Der SPD-Politiker hatte moniert, dass die Politprominenz aus Stuttgart und Berlin das Thema erst im Wahlkampf erst entdeckt habe. „Der Kollege weiß natürlich ganz genau, dass die erreichten Fortschritte im Projektbeirat ohne die jahrelange Unterstützung und die Finanzierungszusage des Landes nicht hätten erreicht werden können“, merkt Ulrich Lusche MdL an.
Laut Lusche habe die Landesregierung von Anfang an gemeinsam mit den Bürgerinitiativen die Forderungen der Region gegenüber Bund und Bahn nachhaltig vertreten.

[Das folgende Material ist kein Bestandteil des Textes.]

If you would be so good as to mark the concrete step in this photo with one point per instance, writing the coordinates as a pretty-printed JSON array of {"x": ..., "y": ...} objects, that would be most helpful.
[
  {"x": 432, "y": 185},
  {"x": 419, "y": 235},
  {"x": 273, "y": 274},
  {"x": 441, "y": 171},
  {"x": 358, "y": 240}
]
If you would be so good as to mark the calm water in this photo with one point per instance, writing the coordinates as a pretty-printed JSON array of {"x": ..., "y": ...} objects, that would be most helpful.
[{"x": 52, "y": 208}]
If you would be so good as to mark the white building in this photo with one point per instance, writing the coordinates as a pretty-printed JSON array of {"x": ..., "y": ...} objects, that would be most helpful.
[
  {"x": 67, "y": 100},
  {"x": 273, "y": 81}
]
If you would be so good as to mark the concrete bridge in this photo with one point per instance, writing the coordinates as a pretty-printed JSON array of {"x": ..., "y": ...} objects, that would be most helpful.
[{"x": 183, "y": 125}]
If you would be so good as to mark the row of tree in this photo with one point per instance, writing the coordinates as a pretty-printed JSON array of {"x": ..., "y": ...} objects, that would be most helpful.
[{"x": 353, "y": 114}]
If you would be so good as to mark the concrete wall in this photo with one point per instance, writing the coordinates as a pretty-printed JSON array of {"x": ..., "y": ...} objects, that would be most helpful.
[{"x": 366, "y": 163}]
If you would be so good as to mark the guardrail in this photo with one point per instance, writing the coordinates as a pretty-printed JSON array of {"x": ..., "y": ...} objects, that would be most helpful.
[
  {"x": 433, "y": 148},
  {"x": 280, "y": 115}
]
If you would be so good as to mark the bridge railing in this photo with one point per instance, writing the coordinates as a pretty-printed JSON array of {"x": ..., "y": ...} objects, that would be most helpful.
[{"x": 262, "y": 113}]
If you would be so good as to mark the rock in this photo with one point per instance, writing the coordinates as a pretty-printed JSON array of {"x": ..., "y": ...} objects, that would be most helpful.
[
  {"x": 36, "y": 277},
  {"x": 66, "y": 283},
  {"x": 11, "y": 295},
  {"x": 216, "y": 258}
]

„Insbesondere Ministerin Tanja Gönner, die wie der Kollege auch weiß, erst seit Februar 2010 für den Verkehr im Land zuständig ist, hat sich hier große Verdienste erworben,“ sagt Lusche.
Nicht nur daneben, sondern ein Eigentor für die SPD ist der Vorwurf mangelnder Besuche aus Berlin. Armin Schuster MdB hat hier in den rund anderthalb Jahren seines Mandats allein zwei Staatssekretäre und den Bahnchef Grube vor Ort gebracht. „Hier muss einmal die Frage erlaubt sein, was eigentlich die SPD bewegt hat, als zum Beispiel die Entscheidungen für Eimeldingen gefallen sind, so Schuster. In dieser Zeit sei die Region allein durch Herrn Stickelberger und in Berlin durch Frau Caspers-Merk als Mitglied der Bundesregierung vertreten gewesen. „Deshalb muss sich der SPD-Kandidat schon fragen lassen, was er denn beigetragen hat, statt andere für Ihr Engagement zu kritisieren“, argumentierten Schuster und Lusche.